Vient te chanter ; écoute, et frémis d’allégresse !
Oui : des chênes fameux qu’a fait parler la Grèce,
Les tiens, grâce à mes vers, obtiendront les honneurs.
Déjà, pour respirer, les ardents moissonneurs,
Rejetant autour d’eux leurs faucilles lassées,
S’endorment sur un lit de gerbes entassées.
L’étincelant midi rayonne dans les airs ;
La plaine est sans fraîcheur et les bois sans concerts ;
L’oiseau se tait perché sur la branche immobile.
C’est l’heure où Corydon, dans les bois de Sicile,
D’amoureuses fureurs agité vainement,
Sous des hêtres touffus exhalait son tourment ;
Et seule, autour de lui, sifflait l’aigre cigale.
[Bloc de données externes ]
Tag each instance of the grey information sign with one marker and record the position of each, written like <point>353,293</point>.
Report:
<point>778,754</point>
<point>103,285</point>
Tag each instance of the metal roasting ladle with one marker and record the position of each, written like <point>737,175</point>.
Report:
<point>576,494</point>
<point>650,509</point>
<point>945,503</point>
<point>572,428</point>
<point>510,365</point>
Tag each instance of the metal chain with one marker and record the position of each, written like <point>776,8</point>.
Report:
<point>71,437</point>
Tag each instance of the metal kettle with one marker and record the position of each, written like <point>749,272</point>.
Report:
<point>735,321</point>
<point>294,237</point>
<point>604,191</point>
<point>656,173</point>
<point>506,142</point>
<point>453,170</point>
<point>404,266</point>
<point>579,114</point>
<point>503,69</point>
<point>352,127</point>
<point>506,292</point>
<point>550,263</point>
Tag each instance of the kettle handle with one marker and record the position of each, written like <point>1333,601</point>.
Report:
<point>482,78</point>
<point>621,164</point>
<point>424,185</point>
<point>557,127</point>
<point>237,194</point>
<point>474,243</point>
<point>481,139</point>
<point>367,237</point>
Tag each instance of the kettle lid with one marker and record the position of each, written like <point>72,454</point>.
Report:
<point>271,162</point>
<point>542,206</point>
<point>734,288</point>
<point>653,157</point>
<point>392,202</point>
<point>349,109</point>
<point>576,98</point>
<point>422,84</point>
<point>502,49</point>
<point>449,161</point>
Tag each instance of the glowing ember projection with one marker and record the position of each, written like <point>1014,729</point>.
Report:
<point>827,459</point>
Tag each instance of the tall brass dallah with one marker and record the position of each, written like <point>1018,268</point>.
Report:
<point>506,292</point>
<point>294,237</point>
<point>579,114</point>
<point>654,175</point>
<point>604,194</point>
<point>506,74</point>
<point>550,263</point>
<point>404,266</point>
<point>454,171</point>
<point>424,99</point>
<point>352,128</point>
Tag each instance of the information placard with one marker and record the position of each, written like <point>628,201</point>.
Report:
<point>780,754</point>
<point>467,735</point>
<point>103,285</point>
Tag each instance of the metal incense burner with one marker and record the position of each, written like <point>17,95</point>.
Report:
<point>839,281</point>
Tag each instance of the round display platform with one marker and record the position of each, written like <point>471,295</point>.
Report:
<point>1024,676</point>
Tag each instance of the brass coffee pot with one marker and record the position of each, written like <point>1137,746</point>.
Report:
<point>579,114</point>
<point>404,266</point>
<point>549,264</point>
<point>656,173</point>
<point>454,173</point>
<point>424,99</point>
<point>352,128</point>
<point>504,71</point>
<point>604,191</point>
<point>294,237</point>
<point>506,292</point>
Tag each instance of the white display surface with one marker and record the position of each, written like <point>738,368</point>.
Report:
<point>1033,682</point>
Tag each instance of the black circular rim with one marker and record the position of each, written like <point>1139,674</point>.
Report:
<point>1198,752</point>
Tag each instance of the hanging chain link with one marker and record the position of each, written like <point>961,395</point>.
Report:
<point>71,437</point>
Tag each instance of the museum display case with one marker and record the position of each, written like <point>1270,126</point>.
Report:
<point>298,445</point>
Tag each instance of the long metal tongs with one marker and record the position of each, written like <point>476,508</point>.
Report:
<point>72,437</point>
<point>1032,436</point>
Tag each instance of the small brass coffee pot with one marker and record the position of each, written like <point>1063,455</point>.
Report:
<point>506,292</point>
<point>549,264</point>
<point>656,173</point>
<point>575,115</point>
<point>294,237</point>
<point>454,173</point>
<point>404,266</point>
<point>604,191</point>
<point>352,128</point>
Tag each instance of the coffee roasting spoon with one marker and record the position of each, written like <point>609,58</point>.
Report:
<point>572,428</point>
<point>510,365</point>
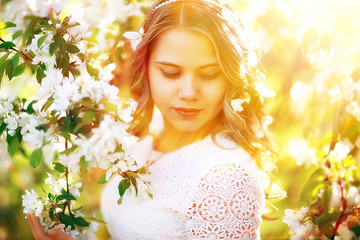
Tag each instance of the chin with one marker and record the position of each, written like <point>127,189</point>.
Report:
<point>187,127</point>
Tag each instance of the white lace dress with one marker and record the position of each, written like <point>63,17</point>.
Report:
<point>200,191</point>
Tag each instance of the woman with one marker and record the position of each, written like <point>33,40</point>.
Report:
<point>194,63</point>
Heureux qui maintenant suit la route inégale
De ces profonds taillis, de ces vastes berceaux
Partout entrecoupés de limpides ruisseaux,
Où le faon, reproduit au cristal d’une eau pure,
Admire de son front la naissante parure.
Tranquille, environné d’une épaisse fraîcheur,
Foulant de hauts gazons respectés du faucheur,
Du soleil irrité je brave l’inclémence.
Quel calme universel ! Je marche ; l’ombre immense,
L’ombre de ces grands bois sur mon front suspendus,
Vaste et noir labyrinthe où mes yeux sont perdus,
S’entasse à chaque pas, s’agrandit, se prolonge,
Et, dans la sainte horreur où mon âme se plonge,
Au palais d’Herminsul je me crois transporté.
Sous ce tronc gigantesque aurait-il habité ?
Ce long chêne aux cent bras, verdoyante colonne,
Peut-être a soutenu le temple de Dodone.